Just before Jesus turns His disciples loose to carry on His mission to make disciples who make disciples of all nations, He says to them these words.

"Peace be with as the you! As the Father has sent me, I am sending you."  John 20:21

It was out of radical love for humanity and creation that the Son of God was sent, and it is out of responding to the love of God in Jesus Christ--through faith--that we are sent into this world to saturate it with the Gospel.

On July 13th, 2016 six Middle Schoolers and 4 adults were sent, by faith, to San Francisco.  Faith is a funky thing, isn't it?  

When faith in God is at the core of what we do we don't know how things are going to turn out or exactly what it is that God is going to do along the way...that is what is so exciting about following Jesus into all of life!


Think about it... When faith in God is expressed in action we get to trust Him to enable us (individually or in family) to somehow and someway embody the Gospel through demonstration and proclamation; it doesn't matter where or what it is, whether: jumping into a 12-passenger van fully of teenagers, going through the doors of our schools, entering into a foreign or familiar city, walking through the doors to our job or even our very home.  

We have the opportunity in the everyday unique and normal experiences of life to encounter God do the impossible.

What does it look like for you to intentionally trust God?

This very vulnerable place can cause us to run in the opposite direction, or can cause us to cling to our magnificent God to do what we absolutely cannot do without Him.  Let me tell you, it was soooo cool to watch and join in with our students and adult leaders step out in faith in God in very spiritually dark and unknown places to most of us!    

While in San Francisco we were able to partner with 3 remarkable ministries: City Team, Center for Student Missions, and Soma San Ramon Valley.  It was with these ministries that we had the privilege to practically love and serve many women, men, teens and children who were homeless, outcasts, broken and rejected, through providing meals, listening, laughing, praying and sharing our lives and the Gospel with them.

Our team stepped out in faith and experienced God do what seemed to be impossible, through our lives, over and over again.  Here are some of the ways our team describes their experience:

"I learned not to judge people on how they look, rich or poor they can all have needs." - Sam

"I learned that everyone has a different story and sometime they just need someone to listen to them." - Sydney 

"I saw how difficult it is to live without a home and how God can impact lives in amazing ways that I can't explain, and that God really can call others to come and serve even in San Francisco." -Ellie

 "I watched God answer our prayers and give us courage and strength when we didn't have much left." - Alana

It was amazing to not only see the courage and changes in our Soma kids but also the Spirit changes in my own heart as we served in San Francisco. -Sam 

God opened our eyes to extreme needs, brokenness, and the power of the Gospel breaking into hopeless situations and bringing life and transformation.  We learned simple and creative pathways to love complete strangers and each other well, and are returning with a fresh perspective of the joy of being sent into our world as family, servants, and missionaries!

"I saw God do amazing things.
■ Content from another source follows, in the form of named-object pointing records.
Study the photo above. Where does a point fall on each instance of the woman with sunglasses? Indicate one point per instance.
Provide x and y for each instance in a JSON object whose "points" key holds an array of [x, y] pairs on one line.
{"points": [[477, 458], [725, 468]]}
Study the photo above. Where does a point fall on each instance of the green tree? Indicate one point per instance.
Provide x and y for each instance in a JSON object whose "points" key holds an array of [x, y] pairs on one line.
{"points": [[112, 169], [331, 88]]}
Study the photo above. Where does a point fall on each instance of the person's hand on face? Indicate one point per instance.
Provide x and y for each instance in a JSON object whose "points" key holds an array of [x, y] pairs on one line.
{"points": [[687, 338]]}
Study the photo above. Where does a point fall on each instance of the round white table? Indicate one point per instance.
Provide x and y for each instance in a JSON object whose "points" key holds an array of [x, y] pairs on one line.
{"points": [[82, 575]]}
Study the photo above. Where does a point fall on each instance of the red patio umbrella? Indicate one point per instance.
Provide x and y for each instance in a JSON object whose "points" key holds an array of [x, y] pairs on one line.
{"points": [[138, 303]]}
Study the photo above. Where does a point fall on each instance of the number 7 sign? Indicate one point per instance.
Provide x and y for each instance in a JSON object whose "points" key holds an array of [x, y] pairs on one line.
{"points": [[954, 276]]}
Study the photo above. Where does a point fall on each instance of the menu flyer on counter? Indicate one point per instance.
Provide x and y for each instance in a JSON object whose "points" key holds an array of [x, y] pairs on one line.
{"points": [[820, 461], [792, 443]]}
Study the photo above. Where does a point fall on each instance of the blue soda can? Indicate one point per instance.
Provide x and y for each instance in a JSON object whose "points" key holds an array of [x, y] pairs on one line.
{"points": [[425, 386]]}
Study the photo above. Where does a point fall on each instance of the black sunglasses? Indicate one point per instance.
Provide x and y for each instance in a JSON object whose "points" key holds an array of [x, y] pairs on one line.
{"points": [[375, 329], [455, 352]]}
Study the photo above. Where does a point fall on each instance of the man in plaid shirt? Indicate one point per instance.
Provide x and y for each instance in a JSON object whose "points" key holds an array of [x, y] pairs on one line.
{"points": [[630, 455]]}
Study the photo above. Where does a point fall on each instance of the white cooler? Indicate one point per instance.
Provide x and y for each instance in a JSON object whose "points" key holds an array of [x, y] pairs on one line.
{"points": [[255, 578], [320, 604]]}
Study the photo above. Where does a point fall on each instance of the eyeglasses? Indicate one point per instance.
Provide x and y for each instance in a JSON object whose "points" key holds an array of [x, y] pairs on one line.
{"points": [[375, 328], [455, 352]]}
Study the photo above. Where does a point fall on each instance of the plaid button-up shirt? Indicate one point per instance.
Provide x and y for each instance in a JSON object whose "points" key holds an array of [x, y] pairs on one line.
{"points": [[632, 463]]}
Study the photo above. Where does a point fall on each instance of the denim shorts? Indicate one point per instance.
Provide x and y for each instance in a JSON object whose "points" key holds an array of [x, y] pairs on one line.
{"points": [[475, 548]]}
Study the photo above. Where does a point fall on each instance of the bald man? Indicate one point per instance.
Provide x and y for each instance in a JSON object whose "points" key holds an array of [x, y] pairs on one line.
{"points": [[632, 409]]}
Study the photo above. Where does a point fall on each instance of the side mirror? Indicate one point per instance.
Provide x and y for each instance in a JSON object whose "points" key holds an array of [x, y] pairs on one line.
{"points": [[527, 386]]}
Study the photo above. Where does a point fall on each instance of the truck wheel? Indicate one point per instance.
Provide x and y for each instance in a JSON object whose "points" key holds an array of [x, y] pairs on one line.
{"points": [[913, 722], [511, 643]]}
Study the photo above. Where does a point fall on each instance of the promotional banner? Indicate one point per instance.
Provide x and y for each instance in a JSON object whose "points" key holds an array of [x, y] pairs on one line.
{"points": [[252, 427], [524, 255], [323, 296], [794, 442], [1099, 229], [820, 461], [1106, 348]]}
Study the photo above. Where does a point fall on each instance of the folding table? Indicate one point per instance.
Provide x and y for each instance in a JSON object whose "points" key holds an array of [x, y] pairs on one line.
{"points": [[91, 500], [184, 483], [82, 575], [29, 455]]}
We gave the poor and homeless people we met the dignity and respect of listening to their story and treating them like human beings made in God's image. It was something they very rarely experience." -Rich

Bethany shared this, "...Some people thing that like different countries need the most attention, but there is so much need all around us that we need to take not of.  It doesn't take very much to make a homeless/needy persons day and I think we should would towards helping the people around us." 

"...because we loved you so much, we were delighted to share with you not only the gospel of God but our lives as well." I Thessalonians 2:8

Our trip provided a great opportunity to build new friendships, and experience God in amazing ways as we responded in faith and stepped out of our comfort zones to love and care for many people who are rejected by most of society.  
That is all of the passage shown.